The Latin etymology of “data” means “something given,” and though we’ve largely forgotten that original definition, it’s helpful to think about data not as facts per se, but as “givens” that can be used to construct a variety of different arguments and conclusions; they act as a rhetorical basis, a premise. Data does not intrinsically imply truth. Yes we can find truth in data, through a process of honest inference. But we can also find and argue multiple truths or even outright falsehoods from data.
Take for instance the New York Times interactive, “One Report, Diverging Perspectives,” which wittingly highlights this issue. Shown below, the piece visualizes jobs and unemployment data from two perspectives, emphasizing the differences in how a democrat or a republican might see and interpret the statistics. A rising tide of “data PR” often manifesting as slick and pointed infographics won’t be so upfront about the perspectives being argued though. Advocacy organizations can now collect their own data, or just develop their own arguments from existing data for supporting their cause. What should you be looking out for as a journalist when assessing a piece of data PR? And how can you improve your own data journalism by ensuring the argument you develop is a sound one?
Contextual journalism—adding interpretation or explanation to a story—can and should be applied to data as much as to other forms of reporting. It’s important because the audience may need to know the context of a dataset in order to fully understand and evaluate the larger story in perspective. For instance, context might include explaining how the data was collected, defined, and aggregated, and what human decision processes contributed to its creation. Increasingly news outlets are providing sidebars or blog posts that fully describe the methodology and context of the data they use in a data-driven story. That way the context doesn’t get in the way of the main narrative but can still be accessed by the inquisitive reader.
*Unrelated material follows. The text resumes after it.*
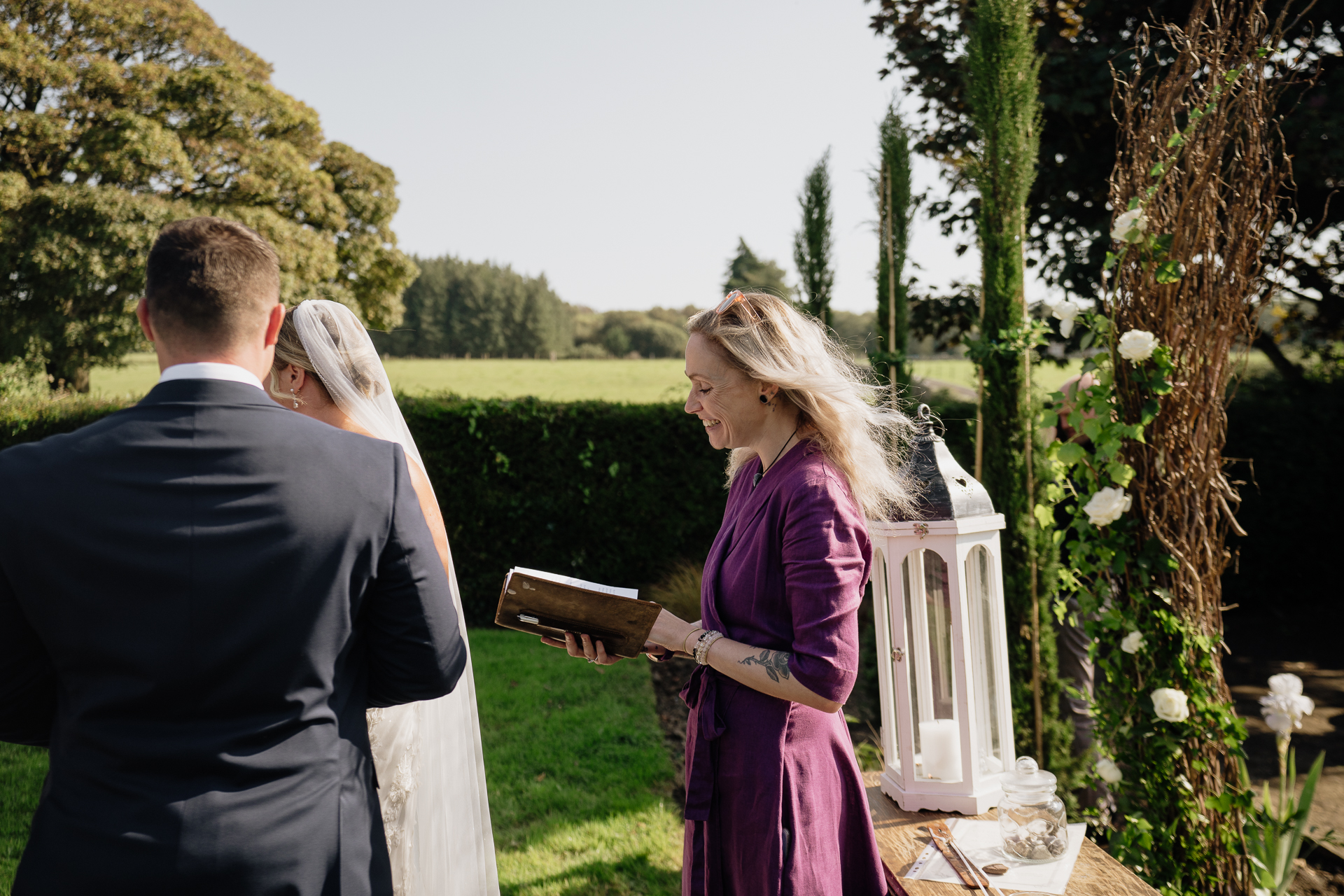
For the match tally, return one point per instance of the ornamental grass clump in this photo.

In your process it can be useful to ask a series of contextualizing questions about a dataset, whether just critiquing the data, or producing your own story.
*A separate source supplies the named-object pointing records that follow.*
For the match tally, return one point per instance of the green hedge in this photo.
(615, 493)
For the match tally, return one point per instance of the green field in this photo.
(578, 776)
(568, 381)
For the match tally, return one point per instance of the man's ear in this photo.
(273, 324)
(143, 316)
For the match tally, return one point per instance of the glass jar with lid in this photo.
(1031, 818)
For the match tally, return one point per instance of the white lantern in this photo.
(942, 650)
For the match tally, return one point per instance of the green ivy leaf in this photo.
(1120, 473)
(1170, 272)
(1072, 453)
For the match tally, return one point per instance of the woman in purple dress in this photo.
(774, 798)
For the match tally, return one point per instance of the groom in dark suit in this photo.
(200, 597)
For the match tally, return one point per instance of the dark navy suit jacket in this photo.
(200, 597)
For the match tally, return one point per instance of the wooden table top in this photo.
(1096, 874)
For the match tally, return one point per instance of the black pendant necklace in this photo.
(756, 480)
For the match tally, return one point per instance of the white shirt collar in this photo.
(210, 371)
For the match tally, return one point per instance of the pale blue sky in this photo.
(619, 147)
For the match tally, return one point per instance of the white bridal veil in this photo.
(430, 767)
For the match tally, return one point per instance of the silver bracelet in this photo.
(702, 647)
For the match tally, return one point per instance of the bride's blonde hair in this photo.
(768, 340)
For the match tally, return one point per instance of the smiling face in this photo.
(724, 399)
Who produced the data and what was their intent? Did it come from a reputable source, like a government or inter-governmental agency such as the UN, or was it produced by a third party corporation with an uncertain source of funding? Consider the possible political or advocacy motives of a data provider as you make inferences from that data, and do some reporting if those motives are unclear.
When was the data collected? Sometimes there can be temporal drift in what data means, how it’s measured, or how it should be interpreted. Is the age of your data relevant to your interpretation? For example, in 2010 the Bureau of Labor Statistics changed the definition of long-term unemployment, which can make it important to recognize that shift when comparing data from before and after the change.
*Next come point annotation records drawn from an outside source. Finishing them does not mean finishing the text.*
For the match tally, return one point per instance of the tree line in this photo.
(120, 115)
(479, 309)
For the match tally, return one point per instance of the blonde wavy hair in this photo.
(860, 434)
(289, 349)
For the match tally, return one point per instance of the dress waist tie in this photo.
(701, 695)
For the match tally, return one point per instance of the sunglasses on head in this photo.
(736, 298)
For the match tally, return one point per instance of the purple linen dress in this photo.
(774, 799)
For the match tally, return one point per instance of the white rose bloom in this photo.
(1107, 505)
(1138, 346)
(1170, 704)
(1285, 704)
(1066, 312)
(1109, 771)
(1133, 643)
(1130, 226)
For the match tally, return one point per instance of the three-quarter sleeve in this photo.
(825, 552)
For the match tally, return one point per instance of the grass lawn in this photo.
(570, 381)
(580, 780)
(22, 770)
Most importantly it’s necessary to ask what is measured in the data, how was it sampled, and what is ultimately depicted? Are data measurements defined accurately and in a way that they can be consistently measured? How was the data sampled from the world? Is the dataset comprehensive or is it missing pieces? If the data wasn’t randomly sampled how might that reflect a bias in your interpretation? Or have other errors been introduced into the data, for instance through typos or mistaken OCR technology? Is there uncertainty in the data that should be communicated to the reader? Has the data been cropped or filtered in a way that you have lost a potentially important piece of context that would change its interpretation? And what about aggregation or transformation? If a dataset is offered to you with only averages or medians (i.e. aggregations) you’re necessarily missing information about how the data might be distributed, or about outliers that might make interesting stories. For data that’s been transformed through some algorithmic process, such as classification, it can be helpful to know the error rates of that transformation as this can lead to additional uncertainty in the data.
Let’s consider an example that illustrates the importance of measurement definition and aggregation. The Economist graphic below shows the historic and forecast vehicle sales for different geographies. The story the graph tells is pretty clear: Sales in China are rocketing up while they’re declining or stagnant in North America and Europe. But look more closely. The data for Western Europe and North America is defined as an aggregation of light vehicle sales, according to the note in the lower-right corner. How would the story change if the North American data included truck, SUV, and minivan sales? The story you get from these kinds of data graphics can depend entirely on what’s aggregated (or not aggregated) together in the measure. Aggregations can serve as a tool of obfuscation, whether intentional or not.
It’s important to recognize and remember that data does not equal truth. It’s rhetorical by definition and can be used for truth finding or truth hiding. Being vigilant in how you develop arguments from data and showing the context that leads to the interpretation you make can only help raise the credibility of your data-driven story.